- Born: Punjab, India
- Occupations: Engineer Army personnel
- Known for: Nevedac Prosthetic Centre
- Awards: Padma Shri

= Darshan Singh Vohra =

Indian Army officer and engineer

Darshan Singh Vohra was an Indian Army officer, an engineer, one of the pioneers of prosthetics in Asia and the founder of the first prosthetic centre in Asia, Artificial Limb Centre, Pune and Nevedac Prosthetic Centre, another prosthetic facility in Chandigarh. After obtaining advanced training in prosthetics from Germany and England, he joined the Indian Army and was holding the rank of a colonel at the time of his superannuation.
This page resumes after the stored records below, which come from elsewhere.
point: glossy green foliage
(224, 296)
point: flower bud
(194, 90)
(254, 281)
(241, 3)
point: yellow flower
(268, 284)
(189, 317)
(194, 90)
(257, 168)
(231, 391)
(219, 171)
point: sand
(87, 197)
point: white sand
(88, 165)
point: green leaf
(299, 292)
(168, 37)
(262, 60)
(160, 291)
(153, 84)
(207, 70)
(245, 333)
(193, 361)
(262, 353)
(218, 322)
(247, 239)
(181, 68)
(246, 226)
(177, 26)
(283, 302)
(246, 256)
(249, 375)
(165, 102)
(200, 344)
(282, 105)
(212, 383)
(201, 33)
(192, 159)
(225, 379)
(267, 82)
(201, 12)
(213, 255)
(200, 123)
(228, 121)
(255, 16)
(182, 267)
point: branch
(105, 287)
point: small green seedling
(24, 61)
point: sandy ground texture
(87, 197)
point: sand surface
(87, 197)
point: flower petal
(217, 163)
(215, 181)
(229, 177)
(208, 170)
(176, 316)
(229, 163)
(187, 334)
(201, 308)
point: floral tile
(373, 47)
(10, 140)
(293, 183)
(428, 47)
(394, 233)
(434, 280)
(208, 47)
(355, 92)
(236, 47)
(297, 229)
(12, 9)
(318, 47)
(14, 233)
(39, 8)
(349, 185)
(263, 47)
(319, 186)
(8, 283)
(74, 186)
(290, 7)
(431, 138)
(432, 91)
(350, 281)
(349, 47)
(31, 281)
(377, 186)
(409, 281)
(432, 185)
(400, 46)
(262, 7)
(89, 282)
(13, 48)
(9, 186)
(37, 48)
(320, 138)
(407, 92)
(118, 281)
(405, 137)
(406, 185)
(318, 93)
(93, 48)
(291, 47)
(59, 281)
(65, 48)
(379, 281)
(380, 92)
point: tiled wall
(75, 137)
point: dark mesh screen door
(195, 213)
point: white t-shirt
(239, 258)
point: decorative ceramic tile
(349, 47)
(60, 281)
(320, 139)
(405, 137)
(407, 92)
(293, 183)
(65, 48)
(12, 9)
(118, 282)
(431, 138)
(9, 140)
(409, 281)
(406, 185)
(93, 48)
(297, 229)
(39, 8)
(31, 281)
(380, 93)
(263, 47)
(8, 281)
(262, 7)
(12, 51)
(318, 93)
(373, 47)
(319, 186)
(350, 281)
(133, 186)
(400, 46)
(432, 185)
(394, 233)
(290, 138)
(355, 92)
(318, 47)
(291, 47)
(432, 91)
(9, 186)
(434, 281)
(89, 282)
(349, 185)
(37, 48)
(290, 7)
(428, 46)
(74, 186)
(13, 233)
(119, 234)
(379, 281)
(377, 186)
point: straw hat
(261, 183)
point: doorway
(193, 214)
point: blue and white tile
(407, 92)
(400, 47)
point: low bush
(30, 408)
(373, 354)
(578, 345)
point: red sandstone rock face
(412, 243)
He founded the first prosthetic centre in Asia, Artificial Limb Centre, immediately after World War II, in 1944, at Pune, for the rehabilitation of soldiers who lost their limbs in war and the facility has grown to become a 190 bedded healthcare centre, working attached to the Armed Forces Medical College, Pune.

After retiring from the Army, the Government of Punjab invited him to set up a similar centre in Punjab and he established Nevedac Prosthetic Centre, in the village of Zirakpur in the state in 1972. He served as an honorary adviser to the Government of Punjab, Government of Haryana and Chandigarh Administration and was a consultant to the National Industrial Corporation Limited, New Delhi for the setting up of the Artificial Limbs Manufacturing Corporation at Kanpur. Holder of a doctoral degree in Therapeutic Philosophy from The World University, Arizona, he was a fellow of the British Institute of Surgical Technologists, Artificial Limb Fitters, Great Britain and the Orthotics - Prosthetics Society of India and was a member of the Orthopaedic Works, West Germany and the International Society for Prosthetics and Orthotics, Copenhagen (ISPO). He also served as the president of the Orthotic - Prosthetic Society of India, from 1987 to 1991. The Government of India awarded him the fourth highest civilian honour of Padma Shri in 1988.